Rand rodeó la pared, con la aprensión de aproximarse aunque fuera sólo un paso a aquel estanque, y aterrizó en el corredor, donde chocó con Mat y Perrin. Habría echado a correr si Nynaeve, Egwene, Moraine y Lan no se hubieran interpuesto en su camino. No pudo contener el temblor de su cuerpo ni siquiera cuando se encontró de nuevo en el exterior.

—No me gusta esto, Moraine —afirmó con enojo Nynaeve cuando el sol volvió a brillar sobre ellos—. No pongo en duda que el peligro sea tan extremo como decís o en caso contrario no estaría aquí, pero esto es…

—Por fin os he encontrado.

Rand dio un respingo, como si le hubieran estrechado el cuello con una cuerda.

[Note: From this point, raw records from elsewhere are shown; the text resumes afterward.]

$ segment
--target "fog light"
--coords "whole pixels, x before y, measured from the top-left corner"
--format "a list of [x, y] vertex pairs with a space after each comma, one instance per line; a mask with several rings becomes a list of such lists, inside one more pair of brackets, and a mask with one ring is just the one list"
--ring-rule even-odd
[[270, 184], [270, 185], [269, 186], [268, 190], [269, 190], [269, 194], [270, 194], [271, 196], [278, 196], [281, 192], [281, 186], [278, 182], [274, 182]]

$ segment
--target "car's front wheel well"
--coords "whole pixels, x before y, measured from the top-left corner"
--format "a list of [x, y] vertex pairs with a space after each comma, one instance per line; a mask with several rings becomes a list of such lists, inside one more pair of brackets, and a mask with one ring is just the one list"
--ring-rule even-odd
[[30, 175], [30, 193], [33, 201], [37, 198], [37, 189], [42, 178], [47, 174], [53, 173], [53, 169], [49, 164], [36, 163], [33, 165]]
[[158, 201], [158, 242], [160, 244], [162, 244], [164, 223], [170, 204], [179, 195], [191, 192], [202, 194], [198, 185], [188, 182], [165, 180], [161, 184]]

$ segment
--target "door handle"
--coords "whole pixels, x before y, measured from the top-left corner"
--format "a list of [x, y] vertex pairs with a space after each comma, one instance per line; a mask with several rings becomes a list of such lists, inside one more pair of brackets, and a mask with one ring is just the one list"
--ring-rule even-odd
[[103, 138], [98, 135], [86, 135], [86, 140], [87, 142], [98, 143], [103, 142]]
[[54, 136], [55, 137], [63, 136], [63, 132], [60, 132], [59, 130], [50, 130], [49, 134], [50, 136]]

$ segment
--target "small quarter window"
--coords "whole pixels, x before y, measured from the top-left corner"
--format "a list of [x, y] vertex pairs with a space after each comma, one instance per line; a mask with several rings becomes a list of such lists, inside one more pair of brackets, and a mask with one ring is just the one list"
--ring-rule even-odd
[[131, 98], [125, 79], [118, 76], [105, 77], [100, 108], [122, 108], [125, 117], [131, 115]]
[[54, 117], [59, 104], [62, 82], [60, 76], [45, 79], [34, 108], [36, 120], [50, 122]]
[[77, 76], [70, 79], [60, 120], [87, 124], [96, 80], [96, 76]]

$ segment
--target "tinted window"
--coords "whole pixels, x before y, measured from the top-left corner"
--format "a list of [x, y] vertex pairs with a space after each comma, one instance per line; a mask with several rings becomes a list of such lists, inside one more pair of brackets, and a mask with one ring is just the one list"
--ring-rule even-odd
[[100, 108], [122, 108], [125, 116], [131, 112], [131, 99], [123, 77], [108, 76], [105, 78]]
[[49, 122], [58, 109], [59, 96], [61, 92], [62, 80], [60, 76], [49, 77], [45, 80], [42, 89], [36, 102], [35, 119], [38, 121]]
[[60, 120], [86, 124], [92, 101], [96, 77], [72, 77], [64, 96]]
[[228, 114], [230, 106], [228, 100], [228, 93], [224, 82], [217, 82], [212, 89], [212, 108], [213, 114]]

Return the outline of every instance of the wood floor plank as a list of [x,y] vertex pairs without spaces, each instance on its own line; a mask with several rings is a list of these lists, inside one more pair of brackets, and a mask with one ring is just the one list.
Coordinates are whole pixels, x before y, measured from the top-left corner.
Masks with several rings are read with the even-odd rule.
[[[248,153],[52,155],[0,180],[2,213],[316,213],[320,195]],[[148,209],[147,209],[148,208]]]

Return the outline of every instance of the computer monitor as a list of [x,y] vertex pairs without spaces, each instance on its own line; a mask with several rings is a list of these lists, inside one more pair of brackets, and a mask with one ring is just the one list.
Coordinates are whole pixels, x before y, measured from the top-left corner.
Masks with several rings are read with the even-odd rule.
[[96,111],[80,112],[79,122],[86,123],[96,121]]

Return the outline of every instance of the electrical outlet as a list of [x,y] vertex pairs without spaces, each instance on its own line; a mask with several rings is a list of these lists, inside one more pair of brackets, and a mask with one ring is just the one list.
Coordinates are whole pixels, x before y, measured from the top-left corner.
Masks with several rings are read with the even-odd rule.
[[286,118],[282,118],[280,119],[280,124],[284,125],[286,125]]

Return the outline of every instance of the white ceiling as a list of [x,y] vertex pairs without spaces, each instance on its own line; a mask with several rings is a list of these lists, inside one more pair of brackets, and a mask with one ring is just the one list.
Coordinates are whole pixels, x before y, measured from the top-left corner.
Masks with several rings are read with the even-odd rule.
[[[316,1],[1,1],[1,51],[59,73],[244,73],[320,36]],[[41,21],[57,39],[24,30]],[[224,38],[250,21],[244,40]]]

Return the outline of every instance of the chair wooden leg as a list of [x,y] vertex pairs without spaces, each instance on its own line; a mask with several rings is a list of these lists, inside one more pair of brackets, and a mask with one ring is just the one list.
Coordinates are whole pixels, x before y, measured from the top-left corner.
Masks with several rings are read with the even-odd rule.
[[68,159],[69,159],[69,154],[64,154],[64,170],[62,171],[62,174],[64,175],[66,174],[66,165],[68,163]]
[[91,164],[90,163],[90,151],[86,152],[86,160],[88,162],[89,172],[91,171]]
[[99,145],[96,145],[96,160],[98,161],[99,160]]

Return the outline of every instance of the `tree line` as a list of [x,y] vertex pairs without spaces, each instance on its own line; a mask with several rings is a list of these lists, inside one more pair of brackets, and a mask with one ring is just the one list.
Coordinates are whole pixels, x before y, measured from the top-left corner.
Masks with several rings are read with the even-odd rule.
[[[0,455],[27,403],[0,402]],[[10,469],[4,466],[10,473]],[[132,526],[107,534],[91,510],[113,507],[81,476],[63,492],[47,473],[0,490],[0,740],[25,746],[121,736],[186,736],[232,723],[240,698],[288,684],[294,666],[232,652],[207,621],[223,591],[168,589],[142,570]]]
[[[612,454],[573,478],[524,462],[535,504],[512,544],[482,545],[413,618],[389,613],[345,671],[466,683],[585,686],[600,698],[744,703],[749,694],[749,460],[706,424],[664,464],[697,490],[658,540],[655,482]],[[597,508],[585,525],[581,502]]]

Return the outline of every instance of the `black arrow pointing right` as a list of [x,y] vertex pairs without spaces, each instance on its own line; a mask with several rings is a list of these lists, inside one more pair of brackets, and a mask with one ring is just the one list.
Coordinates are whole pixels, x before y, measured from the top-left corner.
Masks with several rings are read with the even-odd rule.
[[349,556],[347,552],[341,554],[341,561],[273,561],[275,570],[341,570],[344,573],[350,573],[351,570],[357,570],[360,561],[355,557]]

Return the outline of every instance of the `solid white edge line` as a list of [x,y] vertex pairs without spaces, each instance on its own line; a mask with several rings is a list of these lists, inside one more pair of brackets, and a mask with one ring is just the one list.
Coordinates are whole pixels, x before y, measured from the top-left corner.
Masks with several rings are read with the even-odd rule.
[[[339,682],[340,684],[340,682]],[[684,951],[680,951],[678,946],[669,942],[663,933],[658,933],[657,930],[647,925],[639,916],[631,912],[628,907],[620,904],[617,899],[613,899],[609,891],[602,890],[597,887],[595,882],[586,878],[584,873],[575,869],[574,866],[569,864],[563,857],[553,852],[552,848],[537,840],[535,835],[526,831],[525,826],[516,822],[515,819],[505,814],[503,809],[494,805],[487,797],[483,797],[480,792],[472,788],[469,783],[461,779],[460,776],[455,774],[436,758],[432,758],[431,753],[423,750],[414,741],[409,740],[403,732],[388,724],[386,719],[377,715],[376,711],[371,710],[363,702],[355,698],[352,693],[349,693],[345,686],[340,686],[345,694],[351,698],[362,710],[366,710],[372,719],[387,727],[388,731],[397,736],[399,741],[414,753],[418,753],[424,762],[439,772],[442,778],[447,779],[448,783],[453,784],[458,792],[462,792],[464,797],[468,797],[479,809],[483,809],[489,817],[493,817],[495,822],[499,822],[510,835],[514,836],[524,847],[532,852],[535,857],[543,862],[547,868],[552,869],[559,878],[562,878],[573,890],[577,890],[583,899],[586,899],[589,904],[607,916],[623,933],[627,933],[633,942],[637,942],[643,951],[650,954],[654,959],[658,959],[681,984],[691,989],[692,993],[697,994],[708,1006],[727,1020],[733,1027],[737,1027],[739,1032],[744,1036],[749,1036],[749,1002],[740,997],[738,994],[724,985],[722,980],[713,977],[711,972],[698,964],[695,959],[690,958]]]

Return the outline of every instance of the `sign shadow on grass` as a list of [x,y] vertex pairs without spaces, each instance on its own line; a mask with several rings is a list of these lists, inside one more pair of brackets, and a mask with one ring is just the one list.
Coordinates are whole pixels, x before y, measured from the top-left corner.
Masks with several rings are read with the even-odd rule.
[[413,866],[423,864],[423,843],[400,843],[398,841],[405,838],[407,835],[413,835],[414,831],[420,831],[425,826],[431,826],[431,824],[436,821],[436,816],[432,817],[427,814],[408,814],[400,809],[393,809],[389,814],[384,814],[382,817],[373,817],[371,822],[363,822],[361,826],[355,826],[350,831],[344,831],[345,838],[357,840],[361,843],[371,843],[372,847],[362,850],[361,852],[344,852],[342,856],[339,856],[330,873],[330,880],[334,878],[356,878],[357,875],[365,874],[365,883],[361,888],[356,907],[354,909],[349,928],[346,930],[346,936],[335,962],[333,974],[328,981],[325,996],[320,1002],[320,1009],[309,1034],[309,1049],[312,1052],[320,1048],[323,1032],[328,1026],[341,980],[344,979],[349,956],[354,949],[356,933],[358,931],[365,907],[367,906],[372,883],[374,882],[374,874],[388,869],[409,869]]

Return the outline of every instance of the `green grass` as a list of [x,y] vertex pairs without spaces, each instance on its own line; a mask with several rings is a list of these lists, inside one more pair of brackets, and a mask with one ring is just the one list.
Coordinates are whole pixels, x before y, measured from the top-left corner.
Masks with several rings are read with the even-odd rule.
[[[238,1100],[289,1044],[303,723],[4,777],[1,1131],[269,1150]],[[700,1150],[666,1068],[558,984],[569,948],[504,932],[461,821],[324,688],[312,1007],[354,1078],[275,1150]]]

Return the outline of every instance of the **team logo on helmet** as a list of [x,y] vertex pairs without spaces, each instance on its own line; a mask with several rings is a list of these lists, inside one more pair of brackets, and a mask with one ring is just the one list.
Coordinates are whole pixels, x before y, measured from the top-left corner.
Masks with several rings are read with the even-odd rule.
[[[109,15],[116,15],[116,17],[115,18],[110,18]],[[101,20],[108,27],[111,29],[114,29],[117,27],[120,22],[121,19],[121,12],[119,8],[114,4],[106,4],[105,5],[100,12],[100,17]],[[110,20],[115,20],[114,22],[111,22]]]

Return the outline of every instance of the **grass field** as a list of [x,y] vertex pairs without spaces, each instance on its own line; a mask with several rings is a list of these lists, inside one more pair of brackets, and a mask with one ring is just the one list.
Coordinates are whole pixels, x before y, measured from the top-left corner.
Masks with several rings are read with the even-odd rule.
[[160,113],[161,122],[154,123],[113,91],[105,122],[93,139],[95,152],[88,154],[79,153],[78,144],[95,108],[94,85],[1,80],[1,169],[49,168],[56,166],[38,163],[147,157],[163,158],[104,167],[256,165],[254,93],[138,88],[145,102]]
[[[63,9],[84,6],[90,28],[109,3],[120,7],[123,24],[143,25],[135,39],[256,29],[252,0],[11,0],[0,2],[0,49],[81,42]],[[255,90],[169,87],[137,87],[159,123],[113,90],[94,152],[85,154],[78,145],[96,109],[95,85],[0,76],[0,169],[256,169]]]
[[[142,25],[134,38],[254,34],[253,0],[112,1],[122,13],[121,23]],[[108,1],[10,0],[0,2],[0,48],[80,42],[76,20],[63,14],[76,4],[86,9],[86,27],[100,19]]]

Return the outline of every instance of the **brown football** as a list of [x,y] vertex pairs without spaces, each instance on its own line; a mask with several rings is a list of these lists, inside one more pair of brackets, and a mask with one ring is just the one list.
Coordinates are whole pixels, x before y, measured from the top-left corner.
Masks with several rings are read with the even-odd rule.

Las palabras, la voz… Por un momento creyó que se trataba de Ba’alzemon. Sin embargo, los dos hombres que salieron de la arboleda, con los rostros ocultos bajo sus capuchas, no llevaban capas del color de la sangre coagulada. Una de ellas era gris oscuro y la otra de una tonalidad verde casi tan tenebrosa y ambas parecían mohosas a pesar de hallarse a la intemperie. Y aquellos individuos tampoco eran Fados, pues la brisa agitaba los pliegues de las telas.

—¿Quiénes sois? —La postura de Lan era de cautela, con la mano apoyada en el puño de la espada—. ¿Cómo habéis llegado aquí? Si buscáis al Hombre Verde…

—Él nos ha guiado. —La mano que apuntó a Mat era vieja y arrugada, le faltaba una uña y sus articulaciones semejaban los nudos de una soga. Mat retrocedió un paso, con ojos desorbitados—. Un antiguo objeto, un viejo amigo, un eterno enemigo. Pero no es a él a quien buscamos —concluyó el hombre de la capa verde. Su acompañante no parecía dispuesto a abandonar su mutismo.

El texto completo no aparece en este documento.